Perrotin Seoul is pleased to present new works by Aya Takano this fall. Comprising sixteen drawings and ten works on canvas, Let’s make the universe a better place explores new themes and approaches in her practice.

Takano has been creating figures akin to anime characters to compose science-fictional or mythologically peculiar scenes from her imaginary world. The artist, standing amidst shifts in Japanese contemporary painting—which is deeply affected by anime both in mainstream culture and subculture— has shown a tendency to take inspiration and subject matter from classical literature, mythology, and legends. However, our perception of Takano’s work must not be restricted to an emphasis on flatness and the incorporation of manga as defined by the sensational exhibition Superflat (Parco Gallery, Tokyo and Nagoya, 2000). Instead, we may turn our focus to Takano’s utilization of artistic language from the Edo period to construct a futuristic world of her own. Rather than simply returning from abstraction to figuration, since the mid- 2000s, Japanese art has evoked motifs from traditional art using illustrative techniques.
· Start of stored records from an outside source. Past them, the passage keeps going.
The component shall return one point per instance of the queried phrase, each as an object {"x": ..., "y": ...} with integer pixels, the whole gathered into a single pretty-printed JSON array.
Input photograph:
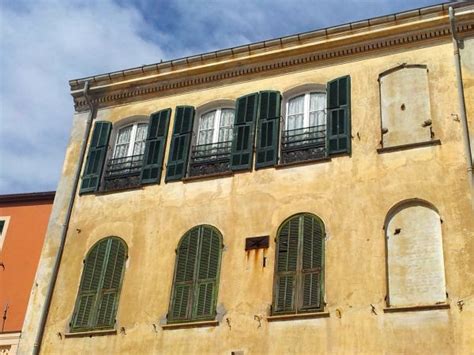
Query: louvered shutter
[
  {"x": 155, "y": 147},
  {"x": 339, "y": 115},
  {"x": 268, "y": 129},
  {"x": 109, "y": 293},
  {"x": 96, "y": 157},
  {"x": 180, "y": 143},
  {"x": 208, "y": 266},
  {"x": 181, "y": 302},
  {"x": 244, "y": 130},
  {"x": 287, "y": 257},
  {"x": 311, "y": 273},
  {"x": 89, "y": 287}
]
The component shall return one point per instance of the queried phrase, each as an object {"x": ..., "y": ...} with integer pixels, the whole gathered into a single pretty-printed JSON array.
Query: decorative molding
[
  {"x": 429, "y": 307},
  {"x": 105, "y": 96},
  {"x": 298, "y": 316}
]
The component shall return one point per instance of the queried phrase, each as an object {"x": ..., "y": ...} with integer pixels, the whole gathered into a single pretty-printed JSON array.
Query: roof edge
[
  {"x": 28, "y": 197},
  {"x": 194, "y": 59}
]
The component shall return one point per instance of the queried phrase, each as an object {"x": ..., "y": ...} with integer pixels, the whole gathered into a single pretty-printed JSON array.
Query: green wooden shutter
[
  {"x": 339, "y": 115},
  {"x": 287, "y": 257},
  {"x": 178, "y": 157},
  {"x": 155, "y": 147},
  {"x": 89, "y": 287},
  {"x": 244, "y": 130},
  {"x": 96, "y": 157},
  {"x": 312, "y": 263},
  {"x": 97, "y": 300},
  {"x": 109, "y": 292},
  {"x": 208, "y": 266},
  {"x": 268, "y": 129},
  {"x": 181, "y": 300}
]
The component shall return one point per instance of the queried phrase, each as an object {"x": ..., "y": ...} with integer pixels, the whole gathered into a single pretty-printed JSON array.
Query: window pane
[
  {"x": 123, "y": 141},
  {"x": 140, "y": 139},
  {"x": 206, "y": 128},
  {"x": 225, "y": 127},
  {"x": 317, "y": 109},
  {"x": 295, "y": 116}
]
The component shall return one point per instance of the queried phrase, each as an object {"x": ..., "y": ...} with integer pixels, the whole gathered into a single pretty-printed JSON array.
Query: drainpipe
[
  {"x": 462, "y": 102},
  {"x": 57, "y": 262}
]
In Takano’s work in particular, traces of distinct compositions from eighteenth-century Japanese ukiyo-e paintings are evident, as are flat, deformed animals redolent of the paintings of Ito Jakuchu.
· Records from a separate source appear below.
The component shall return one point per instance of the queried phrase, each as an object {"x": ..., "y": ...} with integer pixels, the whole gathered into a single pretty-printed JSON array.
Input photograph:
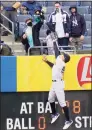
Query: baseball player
[{"x": 57, "y": 89}]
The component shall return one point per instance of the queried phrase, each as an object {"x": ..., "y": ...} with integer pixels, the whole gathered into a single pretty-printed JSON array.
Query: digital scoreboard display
[{"x": 31, "y": 111}]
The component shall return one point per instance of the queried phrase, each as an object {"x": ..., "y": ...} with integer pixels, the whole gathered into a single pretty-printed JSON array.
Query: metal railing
[
  {"x": 70, "y": 49},
  {"x": 11, "y": 32}
]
The works in Let’s make the universe a better place focus on the underlying possibilities of constructing an identity developed in girls’ schools. Rather than fatigue and helplessness, the works reveal Takano’s perspective on minor mythologies and the utopian world of personal happiness, identity, and independence. Instead of focusing on the hardships of womanhood, such as alienation from society, Takano’s work expresses the small yet important personal experiences making up one’s identity and one’s idea of self. Presented in Takano’s unique style, the girls in her work exhibit an androgynous facet that prevails at the age of learning, which would later define femininity or gender roles. Instead of being confined by regulations as their personal and societal relationships break apart, the characters are actualized within fragments of a narrative of joyful, innocent encounters of friendship, desire, deviation, and equality. This new series of work is a departure from the artist’s interest in mythological and geographical points of view, turning instead to emotional and interpersonal relationships. It is a compilation of narratives amidst pathways leading to the present, past, and future in Takano’s oeuvre. In this exhibition, Takano’s paintings create a single universe where human beings and nature, the self and the other, coexist. Her continuous effort to connect internality with externality and vice versa goes beyond the defined identities of gender, forging a path toward a futuristic world where humanity as a whole are equal.